Daarnaast hadden de verdachte en zijn medeverdachten het oogmerk deze uit Oekraïne afkomstige mannen voor het door hen te verrichten werk te weinig of helemaal niet te betalen, waarvoor een aantal keren een smoes werd bedacht, kennelijk ook om de betrokkenen aan het lijntje te houden. Dit was een van de inkomstenbronnen voor de verdachte. De verdachte en de medeverdachten hebben bovendien vrij snel na aankomst van de Oekraïners in Nederland ervoor gezorgd dat de betrokkenen een schuld aan hen hadden, die wellicht voor inwoners van landen met de euro als wettig betaalmiddel niet gigantisch is, maar voor Oekraïners wel degelijk een hoge schuldenlast vormde, gerelateerd aan een jaarinkomen in hun vaderland. Deze “schulden” vormden een andere bron van inkomsten voor de verdachte.
De betrokkenen hadden in Nederland geen legale verblijfsstatus en dit was –uiteraard- aan de verdachte en de medeverdachten bekend. Indien de betrokkenen al werden betaald was dit
zwarten nergens blijkt uit dat zij waren verzekerd tegen bedrijfsongevallen of ziekte. Omdat deze personen hier niet konden werken onder opgave van hun werkelijke identiteit en nationaliteit, heeft de verdachte en/of medeverdachte hun (kopieën van) identiteitsdocumenten verstrekt van Poolse mannen, waarvan de aangevers de gegevens dienden door te geven aan de werkgever.

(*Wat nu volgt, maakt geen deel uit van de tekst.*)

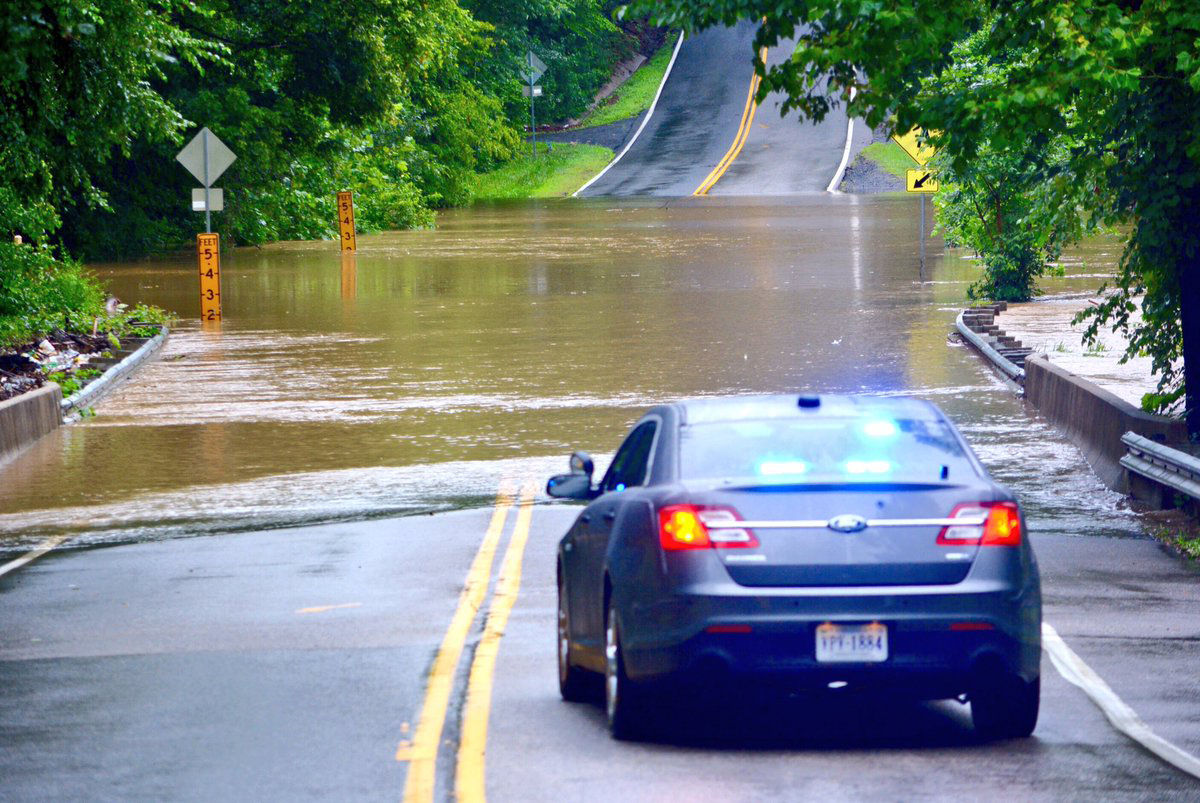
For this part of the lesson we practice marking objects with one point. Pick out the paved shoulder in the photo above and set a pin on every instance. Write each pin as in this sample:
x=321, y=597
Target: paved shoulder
x=279, y=665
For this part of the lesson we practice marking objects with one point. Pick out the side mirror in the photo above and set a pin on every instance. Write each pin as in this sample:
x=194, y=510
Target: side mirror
x=576, y=485
x=581, y=463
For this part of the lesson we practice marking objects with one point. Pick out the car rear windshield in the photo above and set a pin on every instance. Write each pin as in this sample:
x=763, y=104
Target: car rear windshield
x=823, y=450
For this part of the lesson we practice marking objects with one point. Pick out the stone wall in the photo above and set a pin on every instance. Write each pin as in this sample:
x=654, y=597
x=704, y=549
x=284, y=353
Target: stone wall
x=29, y=417
x=1093, y=418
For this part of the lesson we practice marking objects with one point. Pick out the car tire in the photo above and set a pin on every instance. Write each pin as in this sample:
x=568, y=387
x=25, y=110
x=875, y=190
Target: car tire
x=575, y=684
x=1006, y=707
x=623, y=701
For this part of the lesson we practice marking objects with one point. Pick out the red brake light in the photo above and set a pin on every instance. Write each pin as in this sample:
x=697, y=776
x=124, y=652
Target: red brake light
x=694, y=527
x=679, y=528
x=1001, y=525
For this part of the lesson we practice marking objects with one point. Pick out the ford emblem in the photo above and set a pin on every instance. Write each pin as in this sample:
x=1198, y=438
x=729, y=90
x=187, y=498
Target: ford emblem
x=847, y=522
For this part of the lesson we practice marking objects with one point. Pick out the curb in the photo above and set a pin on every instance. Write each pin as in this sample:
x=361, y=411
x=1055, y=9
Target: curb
x=91, y=391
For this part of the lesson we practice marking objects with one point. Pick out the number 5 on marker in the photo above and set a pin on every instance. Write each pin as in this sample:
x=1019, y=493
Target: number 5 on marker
x=346, y=221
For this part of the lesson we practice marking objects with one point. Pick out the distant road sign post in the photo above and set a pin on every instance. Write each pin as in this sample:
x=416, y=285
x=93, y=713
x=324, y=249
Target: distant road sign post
x=205, y=157
x=922, y=181
x=912, y=145
x=532, y=70
x=346, y=221
x=208, y=251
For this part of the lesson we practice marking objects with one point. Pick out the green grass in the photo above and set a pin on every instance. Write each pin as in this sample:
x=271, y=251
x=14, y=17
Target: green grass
x=553, y=174
x=891, y=157
x=635, y=95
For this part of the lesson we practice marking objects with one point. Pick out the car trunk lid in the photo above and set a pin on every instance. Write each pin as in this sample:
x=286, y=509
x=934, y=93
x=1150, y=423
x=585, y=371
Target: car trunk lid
x=845, y=535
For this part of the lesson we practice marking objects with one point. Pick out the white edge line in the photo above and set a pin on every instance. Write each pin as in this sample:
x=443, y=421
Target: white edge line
x=637, y=133
x=29, y=557
x=1122, y=717
x=845, y=151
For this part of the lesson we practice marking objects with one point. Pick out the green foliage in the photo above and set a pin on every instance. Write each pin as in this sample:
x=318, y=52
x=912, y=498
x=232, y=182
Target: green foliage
x=553, y=174
x=576, y=40
x=39, y=292
x=636, y=94
x=891, y=157
x=1107, y=91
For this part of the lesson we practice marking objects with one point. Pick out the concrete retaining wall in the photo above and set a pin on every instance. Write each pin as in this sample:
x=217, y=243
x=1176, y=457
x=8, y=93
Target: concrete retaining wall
x=1095, y=418
x=29, y=417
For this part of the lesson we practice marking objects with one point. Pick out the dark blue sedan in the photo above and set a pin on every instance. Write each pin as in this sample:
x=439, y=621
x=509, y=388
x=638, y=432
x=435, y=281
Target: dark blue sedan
x=801, y=543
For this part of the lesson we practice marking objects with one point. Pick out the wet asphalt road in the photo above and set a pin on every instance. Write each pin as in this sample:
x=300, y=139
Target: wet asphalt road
x=291, y=664
x=697, y=118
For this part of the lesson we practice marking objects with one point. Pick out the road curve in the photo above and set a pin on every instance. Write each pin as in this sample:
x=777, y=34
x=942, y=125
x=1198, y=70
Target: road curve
x=697, y=119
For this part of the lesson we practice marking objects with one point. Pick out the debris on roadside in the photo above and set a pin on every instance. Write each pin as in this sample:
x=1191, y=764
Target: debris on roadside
x=61, y=355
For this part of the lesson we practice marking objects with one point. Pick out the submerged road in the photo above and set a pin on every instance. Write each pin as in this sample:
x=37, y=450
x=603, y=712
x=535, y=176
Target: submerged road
x=353, y=661
x=703, y=120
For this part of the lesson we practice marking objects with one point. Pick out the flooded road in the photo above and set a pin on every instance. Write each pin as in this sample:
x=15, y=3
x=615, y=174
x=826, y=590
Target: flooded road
x=415, y=375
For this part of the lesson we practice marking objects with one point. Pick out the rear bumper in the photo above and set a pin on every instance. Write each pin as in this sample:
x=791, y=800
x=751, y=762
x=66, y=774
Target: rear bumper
x=937, y=636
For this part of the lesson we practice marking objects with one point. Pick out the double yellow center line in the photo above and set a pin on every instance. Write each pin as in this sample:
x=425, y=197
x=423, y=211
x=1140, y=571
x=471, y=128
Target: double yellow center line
x=739, y=139
x=421, y=753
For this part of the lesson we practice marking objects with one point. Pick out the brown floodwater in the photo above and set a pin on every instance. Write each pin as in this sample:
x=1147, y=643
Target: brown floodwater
x=432, y=365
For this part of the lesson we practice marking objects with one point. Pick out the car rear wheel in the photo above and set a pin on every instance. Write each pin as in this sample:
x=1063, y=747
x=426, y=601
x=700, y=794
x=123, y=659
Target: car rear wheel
x=622, y=700
x=574, y=683
x=1005, y=707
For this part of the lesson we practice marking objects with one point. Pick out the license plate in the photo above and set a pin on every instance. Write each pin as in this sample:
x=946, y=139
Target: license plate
x=852, y=643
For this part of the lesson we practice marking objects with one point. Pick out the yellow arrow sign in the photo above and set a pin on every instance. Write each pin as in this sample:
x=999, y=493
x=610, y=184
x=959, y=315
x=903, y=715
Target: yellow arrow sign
x=922, y=180
x=911, y=145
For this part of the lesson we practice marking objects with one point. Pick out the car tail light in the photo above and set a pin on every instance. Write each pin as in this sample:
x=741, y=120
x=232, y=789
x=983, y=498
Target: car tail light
x=694, y=527
x=1001, y=525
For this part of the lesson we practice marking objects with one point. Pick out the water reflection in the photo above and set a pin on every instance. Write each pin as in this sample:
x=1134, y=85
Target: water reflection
x=413, y=375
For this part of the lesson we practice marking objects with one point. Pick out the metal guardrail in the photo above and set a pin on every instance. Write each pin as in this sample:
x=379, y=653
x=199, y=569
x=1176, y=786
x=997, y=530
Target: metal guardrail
x=997, y=359
x=87, y=395
x=1170, y=467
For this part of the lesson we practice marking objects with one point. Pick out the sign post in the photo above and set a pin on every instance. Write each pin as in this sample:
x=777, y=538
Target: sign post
x=922, y=181
x=346, y=221
x=532, y=70
x=207, y=157
x=208, y=252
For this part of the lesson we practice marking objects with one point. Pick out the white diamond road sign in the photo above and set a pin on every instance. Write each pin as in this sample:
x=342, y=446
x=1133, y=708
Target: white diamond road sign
x=205, y=157
x=533, y=69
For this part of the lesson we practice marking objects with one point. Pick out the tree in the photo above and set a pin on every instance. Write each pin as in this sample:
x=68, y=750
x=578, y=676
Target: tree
x=1117, y=82
x=1008, y=204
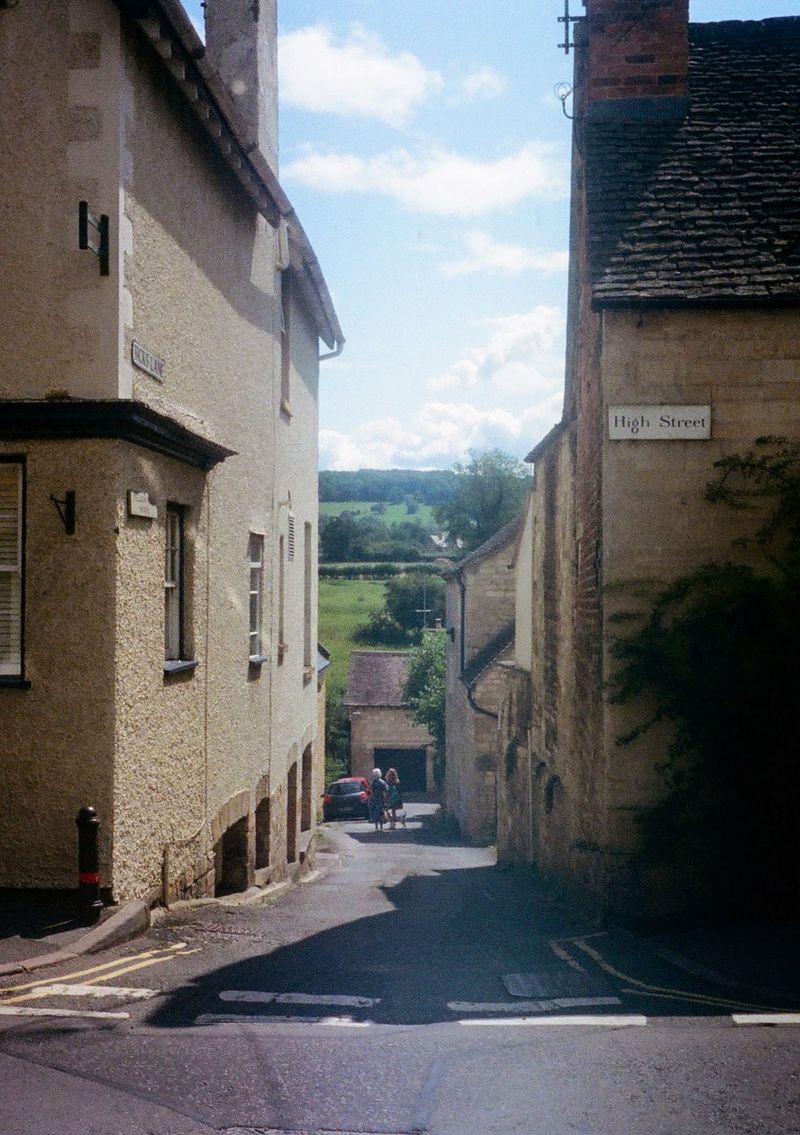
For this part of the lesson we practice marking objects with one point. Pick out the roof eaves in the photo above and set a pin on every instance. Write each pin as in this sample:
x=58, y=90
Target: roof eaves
x=183, y=55
x=547, y=440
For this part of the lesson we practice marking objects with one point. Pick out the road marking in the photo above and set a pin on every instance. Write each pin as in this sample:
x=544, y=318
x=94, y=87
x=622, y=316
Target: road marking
x=643, y=988
x=542, y=1006
x=18, y=1010
x=609, y=1022
x=565, y=956
x=162, y=953
x=58, y=989
x=229, y=1018
x=766, y=1018
x=340, y=1000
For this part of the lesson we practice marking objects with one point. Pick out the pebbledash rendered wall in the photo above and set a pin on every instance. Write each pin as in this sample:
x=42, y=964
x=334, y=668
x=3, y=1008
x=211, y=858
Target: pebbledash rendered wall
x=169, y=763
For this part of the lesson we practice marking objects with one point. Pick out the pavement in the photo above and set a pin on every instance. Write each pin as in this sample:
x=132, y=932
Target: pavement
x=41, y=928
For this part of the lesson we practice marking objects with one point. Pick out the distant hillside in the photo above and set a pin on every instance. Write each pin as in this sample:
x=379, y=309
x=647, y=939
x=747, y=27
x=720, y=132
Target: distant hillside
x=431, y=487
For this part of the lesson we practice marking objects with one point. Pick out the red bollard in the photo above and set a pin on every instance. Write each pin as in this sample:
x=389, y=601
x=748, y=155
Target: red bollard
x=89, y=865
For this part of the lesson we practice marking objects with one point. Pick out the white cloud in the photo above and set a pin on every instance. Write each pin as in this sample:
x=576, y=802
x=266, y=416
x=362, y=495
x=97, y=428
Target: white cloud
x=521, y=355
x=439, y=435
x=440, y=182
x=521, y=364
x=483, y=83
x=486, y=254
x=356, y=76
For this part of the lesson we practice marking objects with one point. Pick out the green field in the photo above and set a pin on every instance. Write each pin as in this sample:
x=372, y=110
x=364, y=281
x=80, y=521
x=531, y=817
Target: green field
x=344, y=605
x=392, y=514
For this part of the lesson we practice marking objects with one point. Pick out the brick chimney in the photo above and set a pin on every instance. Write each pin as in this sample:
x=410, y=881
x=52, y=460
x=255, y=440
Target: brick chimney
x=638, y=59
x=242, y=44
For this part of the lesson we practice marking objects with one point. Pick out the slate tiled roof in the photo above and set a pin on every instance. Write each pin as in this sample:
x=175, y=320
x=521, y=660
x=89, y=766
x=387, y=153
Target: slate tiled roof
x=376, y=678
x=705, y=210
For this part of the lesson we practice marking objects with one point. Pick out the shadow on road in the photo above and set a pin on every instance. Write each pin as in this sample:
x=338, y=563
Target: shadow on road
x=449, y=939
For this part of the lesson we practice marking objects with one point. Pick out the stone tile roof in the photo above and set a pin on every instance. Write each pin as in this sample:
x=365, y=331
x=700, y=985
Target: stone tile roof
x=503, y=536
x=489, y=653
x=376, y=678
x=705, y=210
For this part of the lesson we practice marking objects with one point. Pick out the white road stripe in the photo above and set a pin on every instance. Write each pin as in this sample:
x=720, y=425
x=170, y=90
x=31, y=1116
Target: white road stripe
x=766, y=1018
x=22, y=1010
x=224, y=1018
x=127, y=993
x=340, y=1000
x=609, y=1022
x=544, y=1006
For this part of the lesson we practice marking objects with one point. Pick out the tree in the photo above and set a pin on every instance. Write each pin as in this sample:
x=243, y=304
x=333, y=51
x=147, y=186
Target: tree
x=490, y=490
x=715, y=656
x=424, y=692
x=412, y=602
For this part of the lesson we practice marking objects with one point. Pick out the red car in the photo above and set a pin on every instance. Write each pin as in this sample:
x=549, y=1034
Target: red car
x=348, y=796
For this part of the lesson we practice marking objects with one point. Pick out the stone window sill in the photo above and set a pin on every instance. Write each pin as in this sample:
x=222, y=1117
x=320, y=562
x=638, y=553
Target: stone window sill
x=178, y=665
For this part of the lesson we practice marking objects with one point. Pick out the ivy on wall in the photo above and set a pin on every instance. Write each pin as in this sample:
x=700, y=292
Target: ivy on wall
x=716, y=656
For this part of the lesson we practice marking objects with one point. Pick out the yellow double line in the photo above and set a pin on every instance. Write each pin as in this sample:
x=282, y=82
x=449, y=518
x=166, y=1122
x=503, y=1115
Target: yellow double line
x=103, y=973
x=642, y=989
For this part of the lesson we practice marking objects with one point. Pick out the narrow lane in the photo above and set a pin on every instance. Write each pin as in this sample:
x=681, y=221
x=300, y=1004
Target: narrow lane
x=468, y=995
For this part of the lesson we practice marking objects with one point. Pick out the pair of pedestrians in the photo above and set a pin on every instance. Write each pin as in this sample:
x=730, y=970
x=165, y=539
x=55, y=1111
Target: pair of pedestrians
x=386, y=799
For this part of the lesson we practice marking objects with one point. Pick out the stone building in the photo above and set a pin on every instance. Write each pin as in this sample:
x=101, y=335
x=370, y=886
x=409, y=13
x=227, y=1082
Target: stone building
x=382, y=733
x=682, y=347
x=160, y=324
x=480, y=638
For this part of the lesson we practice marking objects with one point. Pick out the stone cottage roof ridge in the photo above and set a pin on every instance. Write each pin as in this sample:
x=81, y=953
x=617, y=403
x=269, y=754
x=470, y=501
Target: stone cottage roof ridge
x=706, y=210
x=376, y=678
x=504, y=535
x=182, y=53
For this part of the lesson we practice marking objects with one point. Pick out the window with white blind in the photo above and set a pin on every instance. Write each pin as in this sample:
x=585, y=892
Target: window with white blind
x=174, y=583
x=11, y=480
x=255, y=556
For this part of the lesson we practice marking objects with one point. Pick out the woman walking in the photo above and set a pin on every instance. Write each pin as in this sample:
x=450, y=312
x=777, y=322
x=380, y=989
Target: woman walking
x=394, y=798
x=377, y=805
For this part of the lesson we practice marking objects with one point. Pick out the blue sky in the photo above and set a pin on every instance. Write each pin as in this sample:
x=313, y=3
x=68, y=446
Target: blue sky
x=426, y=151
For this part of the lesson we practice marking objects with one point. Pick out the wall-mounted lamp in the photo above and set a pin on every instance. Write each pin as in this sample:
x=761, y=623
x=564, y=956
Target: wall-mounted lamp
x=66, y=506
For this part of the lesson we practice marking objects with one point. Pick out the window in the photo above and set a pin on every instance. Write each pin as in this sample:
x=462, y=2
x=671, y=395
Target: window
x=11, y=487
x=174, y=585
x=255, y=556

De Oekraïners spraken de Nederlandse taal niet, kenden de weg niet in Nederland en waren ook door de aangegane schulden die moesten worden voldaan afhankelijk van de verdachte en zijn medeverdachten.
In een aantal gevallen heeft de verdachte of een medeverdachte dreigementen jegens een aangever uitgesproken om te voorkomen dat die persoon van het door hen gebaande pad zou afwijken.
Het hof is van oordeel dat uit de genoemde omstandigheden in onderling verband en samenhang bezien valt af te leiden dat [slachtoffer 1], [slachtoffer 3] en [slachtoffer 4] in een rechtens relevante mate afhankelijk van de verdachte en zijn medeverdachten waren en dat de verdachte het oogmerk tot uitbuiting had.
Voor zover de raadsman, in aansluiting op hetgeen bij de rechtbank als verweer is gevoerd, heeft willen betogen, dat de verklaringen van aangever [slachtoffer 1] als onbetrouwbaar dienen te worden aangemerkt, dan wel dat sprake zou zijn van slechts één getuigenverklaring als bewijsmiddel, overweegt het hof als volgt.
De verklaringen van [slachtoffer 1] zijn gedetailleerd en voor een groot en belangrijk gedeelte consistent. Diens verklaringen worden bovendien op essentiële onderdelen ondersteund door andere verklaringen en bewijsmiddelen in het dossier.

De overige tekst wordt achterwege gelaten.